Tobacco’s Big 4 Negotiating with Justice Dept. to Avoid Supreme Court Ruling on Health Fraud

Monday, January 18, 2010

Tobacco companies have been secretly meeting with the Department of Justice to convince government lawyers to settle the landmark lawsuit first brought against the industry in the 1990s. According to the Associated Press, lawyers for Philip Morris, R.J. Reynolds, British American Tobacco Investments and Lorillard Tobacco have only until February 19 to keep the case from going to the U.S. Supreme Court, where Justice attorneys will seek the restoration of billion-dollar penalties that lower courts blocked.

 
Tobacco companies lost a ruling in May 2009 that upheld U.S. District Judge Gladys Kessler’s finding three years earlier that the industry committed fraud while concealing the dangers of smoking for decades.

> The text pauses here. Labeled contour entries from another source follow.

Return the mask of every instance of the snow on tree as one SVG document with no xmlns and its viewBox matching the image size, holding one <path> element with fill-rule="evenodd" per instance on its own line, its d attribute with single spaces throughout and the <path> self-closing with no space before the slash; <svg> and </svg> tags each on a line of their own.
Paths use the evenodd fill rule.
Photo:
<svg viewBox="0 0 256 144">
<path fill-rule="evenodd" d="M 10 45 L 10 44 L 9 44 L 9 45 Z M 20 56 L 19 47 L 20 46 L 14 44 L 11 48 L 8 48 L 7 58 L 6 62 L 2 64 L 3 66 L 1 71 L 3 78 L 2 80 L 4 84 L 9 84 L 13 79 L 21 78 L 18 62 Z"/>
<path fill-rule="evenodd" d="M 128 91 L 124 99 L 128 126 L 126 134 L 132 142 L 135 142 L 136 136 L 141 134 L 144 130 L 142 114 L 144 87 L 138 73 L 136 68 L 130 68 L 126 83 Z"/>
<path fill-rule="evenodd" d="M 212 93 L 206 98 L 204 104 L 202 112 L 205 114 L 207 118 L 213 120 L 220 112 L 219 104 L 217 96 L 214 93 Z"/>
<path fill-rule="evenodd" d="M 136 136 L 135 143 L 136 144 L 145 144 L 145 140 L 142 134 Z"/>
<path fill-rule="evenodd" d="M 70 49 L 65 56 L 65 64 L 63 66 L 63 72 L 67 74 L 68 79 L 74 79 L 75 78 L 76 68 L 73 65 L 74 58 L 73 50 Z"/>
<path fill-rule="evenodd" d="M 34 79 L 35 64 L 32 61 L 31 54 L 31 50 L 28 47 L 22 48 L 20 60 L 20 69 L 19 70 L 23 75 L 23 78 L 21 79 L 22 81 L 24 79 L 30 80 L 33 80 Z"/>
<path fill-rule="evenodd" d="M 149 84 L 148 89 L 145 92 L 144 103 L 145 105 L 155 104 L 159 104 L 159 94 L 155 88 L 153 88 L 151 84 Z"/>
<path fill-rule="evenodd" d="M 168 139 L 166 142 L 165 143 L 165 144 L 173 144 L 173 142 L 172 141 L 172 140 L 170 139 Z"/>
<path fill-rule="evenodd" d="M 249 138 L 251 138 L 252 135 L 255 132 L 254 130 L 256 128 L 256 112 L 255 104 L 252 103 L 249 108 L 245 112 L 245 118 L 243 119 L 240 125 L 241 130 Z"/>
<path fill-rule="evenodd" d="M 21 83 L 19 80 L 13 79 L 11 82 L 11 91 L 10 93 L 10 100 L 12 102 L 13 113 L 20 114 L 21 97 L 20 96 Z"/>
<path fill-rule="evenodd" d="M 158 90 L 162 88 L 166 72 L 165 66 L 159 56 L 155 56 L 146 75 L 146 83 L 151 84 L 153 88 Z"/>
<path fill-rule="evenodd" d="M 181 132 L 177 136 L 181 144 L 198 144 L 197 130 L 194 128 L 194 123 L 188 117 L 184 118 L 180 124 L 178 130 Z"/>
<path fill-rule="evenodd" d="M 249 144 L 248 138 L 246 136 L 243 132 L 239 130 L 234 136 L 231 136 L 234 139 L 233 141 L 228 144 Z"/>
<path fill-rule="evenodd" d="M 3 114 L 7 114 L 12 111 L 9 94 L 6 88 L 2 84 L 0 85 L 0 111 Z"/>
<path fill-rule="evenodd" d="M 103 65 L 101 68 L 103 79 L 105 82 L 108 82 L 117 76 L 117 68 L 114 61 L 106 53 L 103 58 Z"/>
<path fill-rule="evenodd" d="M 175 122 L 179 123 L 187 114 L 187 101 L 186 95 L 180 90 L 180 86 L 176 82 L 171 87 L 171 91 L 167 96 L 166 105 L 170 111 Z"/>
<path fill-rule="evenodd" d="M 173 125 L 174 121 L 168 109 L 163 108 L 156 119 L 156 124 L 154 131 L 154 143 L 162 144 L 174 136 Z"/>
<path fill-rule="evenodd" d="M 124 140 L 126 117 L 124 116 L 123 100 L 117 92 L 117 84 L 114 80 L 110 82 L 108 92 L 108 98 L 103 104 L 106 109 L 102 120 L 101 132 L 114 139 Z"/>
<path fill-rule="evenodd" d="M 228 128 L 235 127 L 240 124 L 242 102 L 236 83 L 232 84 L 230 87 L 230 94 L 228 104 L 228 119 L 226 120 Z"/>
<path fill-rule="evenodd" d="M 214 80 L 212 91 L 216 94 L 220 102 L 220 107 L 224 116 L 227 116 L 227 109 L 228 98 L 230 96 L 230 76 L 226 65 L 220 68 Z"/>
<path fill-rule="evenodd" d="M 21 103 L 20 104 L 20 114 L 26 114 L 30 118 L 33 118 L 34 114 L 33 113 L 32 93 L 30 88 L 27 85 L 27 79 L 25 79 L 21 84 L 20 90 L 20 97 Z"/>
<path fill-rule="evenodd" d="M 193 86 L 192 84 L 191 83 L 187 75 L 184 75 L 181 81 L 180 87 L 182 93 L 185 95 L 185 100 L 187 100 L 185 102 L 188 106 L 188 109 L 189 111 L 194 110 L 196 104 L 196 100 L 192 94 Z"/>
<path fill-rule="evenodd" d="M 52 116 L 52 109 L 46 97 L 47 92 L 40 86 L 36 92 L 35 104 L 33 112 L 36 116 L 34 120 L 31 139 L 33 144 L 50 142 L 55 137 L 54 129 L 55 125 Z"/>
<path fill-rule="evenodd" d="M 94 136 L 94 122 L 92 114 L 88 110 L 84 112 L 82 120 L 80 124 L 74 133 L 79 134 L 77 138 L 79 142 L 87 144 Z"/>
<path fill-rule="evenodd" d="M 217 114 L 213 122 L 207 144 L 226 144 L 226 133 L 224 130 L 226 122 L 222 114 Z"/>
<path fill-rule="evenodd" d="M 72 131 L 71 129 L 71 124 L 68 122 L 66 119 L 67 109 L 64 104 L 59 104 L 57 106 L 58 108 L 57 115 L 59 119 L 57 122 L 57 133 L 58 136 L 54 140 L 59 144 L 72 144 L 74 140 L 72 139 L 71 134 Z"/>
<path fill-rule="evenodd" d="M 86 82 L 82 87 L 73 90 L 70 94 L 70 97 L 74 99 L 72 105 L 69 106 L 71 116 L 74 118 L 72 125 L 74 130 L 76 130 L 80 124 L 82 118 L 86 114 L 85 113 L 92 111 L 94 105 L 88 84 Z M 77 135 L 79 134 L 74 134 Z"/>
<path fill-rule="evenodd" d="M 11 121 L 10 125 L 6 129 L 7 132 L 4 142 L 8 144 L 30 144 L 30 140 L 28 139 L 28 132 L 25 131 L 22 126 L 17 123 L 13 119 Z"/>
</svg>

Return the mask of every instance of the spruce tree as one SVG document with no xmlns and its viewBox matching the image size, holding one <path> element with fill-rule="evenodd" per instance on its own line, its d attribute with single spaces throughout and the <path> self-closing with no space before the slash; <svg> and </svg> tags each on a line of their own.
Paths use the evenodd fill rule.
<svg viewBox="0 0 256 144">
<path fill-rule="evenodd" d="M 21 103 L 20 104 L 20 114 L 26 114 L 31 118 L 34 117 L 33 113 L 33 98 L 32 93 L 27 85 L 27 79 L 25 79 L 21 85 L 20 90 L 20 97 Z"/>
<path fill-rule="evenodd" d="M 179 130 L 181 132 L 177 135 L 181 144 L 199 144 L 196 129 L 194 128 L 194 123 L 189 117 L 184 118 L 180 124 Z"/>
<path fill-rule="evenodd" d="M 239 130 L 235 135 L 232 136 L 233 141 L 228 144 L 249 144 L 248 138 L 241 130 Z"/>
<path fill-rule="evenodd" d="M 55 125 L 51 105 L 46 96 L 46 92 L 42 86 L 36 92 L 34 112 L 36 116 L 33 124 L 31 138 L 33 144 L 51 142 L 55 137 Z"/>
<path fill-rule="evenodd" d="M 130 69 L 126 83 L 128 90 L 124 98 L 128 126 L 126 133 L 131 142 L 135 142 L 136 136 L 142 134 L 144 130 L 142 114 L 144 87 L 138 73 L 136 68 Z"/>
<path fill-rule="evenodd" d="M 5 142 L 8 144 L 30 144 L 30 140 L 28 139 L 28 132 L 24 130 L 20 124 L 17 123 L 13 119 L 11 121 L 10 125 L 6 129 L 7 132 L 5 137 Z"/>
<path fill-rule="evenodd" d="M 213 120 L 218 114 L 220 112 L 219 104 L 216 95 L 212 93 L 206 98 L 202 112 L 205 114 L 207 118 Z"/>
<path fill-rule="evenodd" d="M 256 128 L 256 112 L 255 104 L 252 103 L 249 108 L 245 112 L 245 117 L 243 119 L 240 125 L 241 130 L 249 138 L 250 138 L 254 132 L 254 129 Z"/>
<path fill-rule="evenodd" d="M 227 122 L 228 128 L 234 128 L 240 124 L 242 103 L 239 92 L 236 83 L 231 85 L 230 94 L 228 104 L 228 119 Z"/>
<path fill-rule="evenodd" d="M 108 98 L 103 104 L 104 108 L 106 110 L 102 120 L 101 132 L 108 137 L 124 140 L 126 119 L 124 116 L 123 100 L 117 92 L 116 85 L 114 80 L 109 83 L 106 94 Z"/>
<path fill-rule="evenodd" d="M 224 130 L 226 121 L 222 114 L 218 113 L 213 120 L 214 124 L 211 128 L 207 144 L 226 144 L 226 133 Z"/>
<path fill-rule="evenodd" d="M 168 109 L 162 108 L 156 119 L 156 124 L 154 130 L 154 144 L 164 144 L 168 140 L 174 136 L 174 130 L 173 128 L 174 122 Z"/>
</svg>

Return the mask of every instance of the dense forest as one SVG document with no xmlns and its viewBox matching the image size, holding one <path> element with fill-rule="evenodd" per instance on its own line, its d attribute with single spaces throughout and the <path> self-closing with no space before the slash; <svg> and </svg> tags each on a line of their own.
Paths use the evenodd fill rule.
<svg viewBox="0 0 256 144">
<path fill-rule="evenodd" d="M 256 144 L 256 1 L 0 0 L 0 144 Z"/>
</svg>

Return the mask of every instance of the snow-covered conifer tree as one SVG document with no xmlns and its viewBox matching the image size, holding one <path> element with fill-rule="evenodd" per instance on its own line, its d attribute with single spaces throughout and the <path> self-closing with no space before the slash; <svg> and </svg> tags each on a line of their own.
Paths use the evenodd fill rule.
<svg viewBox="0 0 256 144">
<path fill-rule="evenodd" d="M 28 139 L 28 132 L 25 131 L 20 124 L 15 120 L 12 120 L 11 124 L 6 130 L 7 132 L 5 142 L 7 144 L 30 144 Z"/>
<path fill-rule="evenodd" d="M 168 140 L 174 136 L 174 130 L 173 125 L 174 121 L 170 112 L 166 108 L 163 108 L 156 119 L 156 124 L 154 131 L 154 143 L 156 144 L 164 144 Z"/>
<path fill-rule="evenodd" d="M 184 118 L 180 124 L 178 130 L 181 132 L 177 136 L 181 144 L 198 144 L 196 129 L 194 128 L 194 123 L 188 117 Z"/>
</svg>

Although the four big tobacco firms, which control 90% of U.S. cigarette market, want to appeal that decision, they may have to forego this effort as part of any out-of-court settlement reached with the government.
-Noel Brinkerhoff
 
Tobacco's Plea — No Big US Payments (by Pete Yost, Associated Press)
United States v. Tobacco Industry (U.S. Court of Appeals, District of Columbia) (pdf)

Comments

Blue Collar Worker 15 years ago
This is just the government trying to get more money from hated companies, nevermind the fact that this will only cause more job losses. We all know that the cigarette companies will be replaced by foreign competitors when they are taken down. People are still going to smoke.